Diondre Borel

No. 18, 19, 12, 13
- Position: Quarterback

Personal information
- Born: December 12, 1988 (age 37) San Jose, California, U.S.
- Listed height: 6 ft 0 in (1.83 m)
- Listed weight: 199 lb (90 kg)

Career information
- High school: Freedom (Oakley, California)
- College: Utah State
- NFL draft: 2011: undrafted

Career history
- Green Bay Packers (2011–2012)*; Tampa Bay Buccaneers (2012)*; Tennessee Titans (2012–2013)*; San Jose SaberCats (2015); Spokane Empire (2016); Los Angeles KISS (2016); Arizona Rattlers (2017); Cedar Rapids River Kings (2019); Wasa Royals (2019); Oakland Panthers (2020); Fayetteville Mustangs (2023); Gillette Mustangs(2023); Salt Lake Salute (2023); Colorado Spartans (2024); Lugano Rebels (2024)*; Amarillo Venom (2024); Washington Wolfpack (2024);
- * Offseason or practice squad member only

Awards and highlights
- ArenaBowl champion (2015); United Bowl champion (2017);

Career AFL statistics
- Receptions: 8
- Receiving yards: 79
- Receiving touchdowns: 1
- Total tackles: 4
- Interceptions: 1
- Stats at ArenaFan.com
- Stats at Pro Football Reference

= Diondre Borel =

American football player (born 1988)

Diondre Michael Borel (born December 12, 1988) is an American professional football quarterback. After playing college football for Utah State University, he was signed as an undrafted free agent by the Green Bay Packers in 2011. Borel was Utah State's starting quarterback from 2008 to 2010, finishing his collegiate career ranked second in school history with 6,698 passing yards and 8,096 yards total offense.

==College career==
Borel earned a scholarship from Utah State University after a distinguished prep career at Freedom High School in Oakley, California.

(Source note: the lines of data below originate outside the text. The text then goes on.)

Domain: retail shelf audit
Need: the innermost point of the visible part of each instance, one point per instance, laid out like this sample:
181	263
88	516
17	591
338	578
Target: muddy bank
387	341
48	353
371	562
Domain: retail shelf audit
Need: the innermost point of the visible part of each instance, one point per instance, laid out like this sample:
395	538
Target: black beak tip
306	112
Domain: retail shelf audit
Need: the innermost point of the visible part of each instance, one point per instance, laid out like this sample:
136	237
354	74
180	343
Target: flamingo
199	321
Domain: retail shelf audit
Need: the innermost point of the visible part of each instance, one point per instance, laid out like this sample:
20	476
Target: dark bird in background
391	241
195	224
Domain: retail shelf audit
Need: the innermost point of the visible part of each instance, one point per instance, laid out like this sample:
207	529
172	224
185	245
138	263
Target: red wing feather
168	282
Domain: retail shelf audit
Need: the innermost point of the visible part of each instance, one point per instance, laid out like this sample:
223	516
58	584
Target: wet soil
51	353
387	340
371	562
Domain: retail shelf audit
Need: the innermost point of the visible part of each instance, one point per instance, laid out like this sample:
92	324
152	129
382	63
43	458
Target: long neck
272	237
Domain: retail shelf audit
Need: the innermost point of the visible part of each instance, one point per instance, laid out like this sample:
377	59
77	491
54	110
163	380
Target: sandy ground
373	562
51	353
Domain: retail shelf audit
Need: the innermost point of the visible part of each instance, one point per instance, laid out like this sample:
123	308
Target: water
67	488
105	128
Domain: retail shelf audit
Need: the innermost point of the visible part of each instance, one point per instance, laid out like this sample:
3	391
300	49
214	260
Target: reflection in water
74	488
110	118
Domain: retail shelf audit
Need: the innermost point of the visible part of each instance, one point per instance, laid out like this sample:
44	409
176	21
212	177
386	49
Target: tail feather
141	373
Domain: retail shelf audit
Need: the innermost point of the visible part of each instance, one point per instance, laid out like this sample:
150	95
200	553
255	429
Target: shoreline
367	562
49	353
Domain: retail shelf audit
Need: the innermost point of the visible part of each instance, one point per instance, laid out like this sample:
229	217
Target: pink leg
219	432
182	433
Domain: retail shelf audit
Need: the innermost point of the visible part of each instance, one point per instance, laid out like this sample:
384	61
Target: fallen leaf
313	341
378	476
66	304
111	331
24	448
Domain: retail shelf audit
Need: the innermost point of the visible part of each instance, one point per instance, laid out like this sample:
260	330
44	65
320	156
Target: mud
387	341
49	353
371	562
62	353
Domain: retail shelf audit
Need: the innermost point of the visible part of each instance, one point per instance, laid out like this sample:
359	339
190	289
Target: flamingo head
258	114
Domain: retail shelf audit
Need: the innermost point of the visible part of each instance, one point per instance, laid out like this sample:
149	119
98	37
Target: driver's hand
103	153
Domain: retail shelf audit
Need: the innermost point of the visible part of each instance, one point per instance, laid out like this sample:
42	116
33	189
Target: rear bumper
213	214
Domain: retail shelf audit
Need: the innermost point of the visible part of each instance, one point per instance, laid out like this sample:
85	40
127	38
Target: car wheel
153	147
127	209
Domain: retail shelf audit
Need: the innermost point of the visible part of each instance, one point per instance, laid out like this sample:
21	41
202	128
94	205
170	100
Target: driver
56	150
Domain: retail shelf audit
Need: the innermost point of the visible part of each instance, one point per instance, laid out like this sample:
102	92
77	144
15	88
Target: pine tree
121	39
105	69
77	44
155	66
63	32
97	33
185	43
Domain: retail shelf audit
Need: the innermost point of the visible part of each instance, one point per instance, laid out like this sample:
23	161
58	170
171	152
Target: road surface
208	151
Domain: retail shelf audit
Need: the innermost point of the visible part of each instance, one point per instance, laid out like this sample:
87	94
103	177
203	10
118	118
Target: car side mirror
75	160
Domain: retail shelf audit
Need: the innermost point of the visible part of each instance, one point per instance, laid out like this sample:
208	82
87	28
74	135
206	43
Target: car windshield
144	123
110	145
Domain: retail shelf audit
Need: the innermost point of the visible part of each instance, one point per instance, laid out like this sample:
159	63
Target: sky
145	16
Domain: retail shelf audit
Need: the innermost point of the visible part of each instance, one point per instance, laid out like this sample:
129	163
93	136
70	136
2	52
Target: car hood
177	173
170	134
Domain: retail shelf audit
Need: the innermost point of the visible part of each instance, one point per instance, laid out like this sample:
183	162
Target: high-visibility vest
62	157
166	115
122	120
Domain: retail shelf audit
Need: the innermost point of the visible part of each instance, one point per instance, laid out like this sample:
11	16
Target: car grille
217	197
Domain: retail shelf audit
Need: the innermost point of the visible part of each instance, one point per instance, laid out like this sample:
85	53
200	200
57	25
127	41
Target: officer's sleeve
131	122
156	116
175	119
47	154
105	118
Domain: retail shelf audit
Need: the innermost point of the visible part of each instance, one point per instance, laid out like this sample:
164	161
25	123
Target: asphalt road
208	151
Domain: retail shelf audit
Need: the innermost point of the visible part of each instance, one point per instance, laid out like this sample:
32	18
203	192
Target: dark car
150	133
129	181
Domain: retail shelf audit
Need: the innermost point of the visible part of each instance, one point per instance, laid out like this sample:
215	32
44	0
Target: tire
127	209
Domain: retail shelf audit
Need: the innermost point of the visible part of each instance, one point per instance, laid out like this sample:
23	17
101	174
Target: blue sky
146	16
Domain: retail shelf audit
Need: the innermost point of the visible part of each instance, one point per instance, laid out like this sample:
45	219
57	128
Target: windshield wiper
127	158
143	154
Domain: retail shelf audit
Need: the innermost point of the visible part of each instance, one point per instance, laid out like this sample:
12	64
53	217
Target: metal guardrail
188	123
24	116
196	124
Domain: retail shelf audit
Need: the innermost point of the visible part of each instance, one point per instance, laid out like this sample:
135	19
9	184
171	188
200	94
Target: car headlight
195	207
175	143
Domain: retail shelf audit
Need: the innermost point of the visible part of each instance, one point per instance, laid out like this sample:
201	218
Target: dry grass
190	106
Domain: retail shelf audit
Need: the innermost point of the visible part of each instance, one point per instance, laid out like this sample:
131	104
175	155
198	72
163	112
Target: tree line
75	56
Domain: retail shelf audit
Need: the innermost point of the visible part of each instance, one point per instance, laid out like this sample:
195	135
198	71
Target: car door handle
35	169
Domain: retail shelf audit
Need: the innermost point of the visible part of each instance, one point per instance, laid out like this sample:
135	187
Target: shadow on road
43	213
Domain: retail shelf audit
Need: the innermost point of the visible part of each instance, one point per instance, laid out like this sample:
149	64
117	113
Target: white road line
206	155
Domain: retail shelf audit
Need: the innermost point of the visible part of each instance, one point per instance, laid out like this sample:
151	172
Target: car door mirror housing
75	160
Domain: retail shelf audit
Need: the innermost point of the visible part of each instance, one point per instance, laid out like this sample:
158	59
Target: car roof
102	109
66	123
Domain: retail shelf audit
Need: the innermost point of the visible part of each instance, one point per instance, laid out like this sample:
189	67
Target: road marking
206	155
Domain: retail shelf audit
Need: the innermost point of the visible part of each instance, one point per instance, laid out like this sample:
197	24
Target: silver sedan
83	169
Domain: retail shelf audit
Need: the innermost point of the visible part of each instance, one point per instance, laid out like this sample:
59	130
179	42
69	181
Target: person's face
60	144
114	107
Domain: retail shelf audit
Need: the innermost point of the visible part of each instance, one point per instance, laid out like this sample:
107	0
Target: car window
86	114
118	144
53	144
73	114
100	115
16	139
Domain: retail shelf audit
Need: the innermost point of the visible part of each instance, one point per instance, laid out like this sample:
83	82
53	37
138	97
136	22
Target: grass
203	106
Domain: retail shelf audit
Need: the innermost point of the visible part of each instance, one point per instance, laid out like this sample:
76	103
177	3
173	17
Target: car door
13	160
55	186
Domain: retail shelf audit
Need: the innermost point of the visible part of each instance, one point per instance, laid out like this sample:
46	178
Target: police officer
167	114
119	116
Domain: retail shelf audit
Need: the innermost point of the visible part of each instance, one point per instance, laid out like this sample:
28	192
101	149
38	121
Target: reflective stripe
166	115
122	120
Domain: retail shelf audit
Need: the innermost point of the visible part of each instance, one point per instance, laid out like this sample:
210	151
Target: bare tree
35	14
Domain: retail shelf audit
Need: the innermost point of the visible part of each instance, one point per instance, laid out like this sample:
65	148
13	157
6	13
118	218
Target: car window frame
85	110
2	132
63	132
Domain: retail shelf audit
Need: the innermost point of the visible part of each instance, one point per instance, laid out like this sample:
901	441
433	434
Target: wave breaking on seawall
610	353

He was a multiple threat at Utah State, serving as starting quarterback and punter. Borel was a three-year starter at quarterback at Utah State, where he threw for 6,698 yards and tallied 8,096 yards of total offense during his college career.

===Statistics===

| Year | Team | Passing |  |  |  |  |  |  |  | Rushing |  |  |  |
| Cmp | Att | Pct | Yds | Y/A | TD | Int | Rtg | Att | Yds | Avg | TD |
| 2007 | Utah State | 0 | 0 | 0.0 | 0 | 0.0 | 0 | 0 | 0.0 | 5 | 10 | 2.0 | 0 |
| 2008 | Utah State | 136 | 242 | 56.2 | 1,705 | 7.0 | 11 | 10 | 122.1 | 179 | 632 | 3.5 | 5 |
| 2009 | Utah State | 214 | 366 | 58.5 | 2,885 | 7.9 | 17 | 4 | 137.8 | 173 | 458 | 2.6 | 6 |
| 2010 | Utah State | 167 | 314 | 53.2 | 2,108 | 6.7 | 8 | 13 | 109.7 | 142 | 298 | 2.1 | 7 |
| Career |  | 517 | 922 | 56.1 | 6,698 | 7.3 | 36 | 27 | 124.1 | 499 | 1,398 | 2.8 | 18 |

Source:

==Professional career==
===Green Bay Packers===
He went unselected in the 2011 NFL draft, and signed as a free agent with the Green Bay Packers, who converted him to wide receiver. Borel spent his first year in the NFL on Green Bay's practice squad.

===Tennessee Titans===
In 2012, he was signed by the Tennessee Titans, after spending several weeks on the practice squad of the Tampa Bay Buccaneers. On August 26, 2013, he was waived by the Titans.

===San Jose SaberCats===
On November 19, 2014, Borel was assigned to the San Jose SaberCats of the Arena Football League.

===Spokane Empire===
On April 27, 2016, Borel signed with the Spokane Empire of the Indoor Football League (IFL).

===Los Angeles KISS===
On July 31, 2016, Borel was assigned to the Los Angeles KISS.

===Arizona Rattlers===
On October 28, 2016, Borel signed with the Arizona Rattlers. On July 8, 2017, the Rattlers defeated the Sioux Falls Storm in the United Bowl by a score of 50–41.

===The Spring League===
Borel participated in The Spring League Showcase game in July 2017.

===Wasa Royals===
Borel signed with Finnish Maple League team Wasa Royals before 2019 season.

===Fayetteville Mustangs===
On February 21, 2023, Borel signed with the Fayetteville Mustangs of the National Arena League (NAL).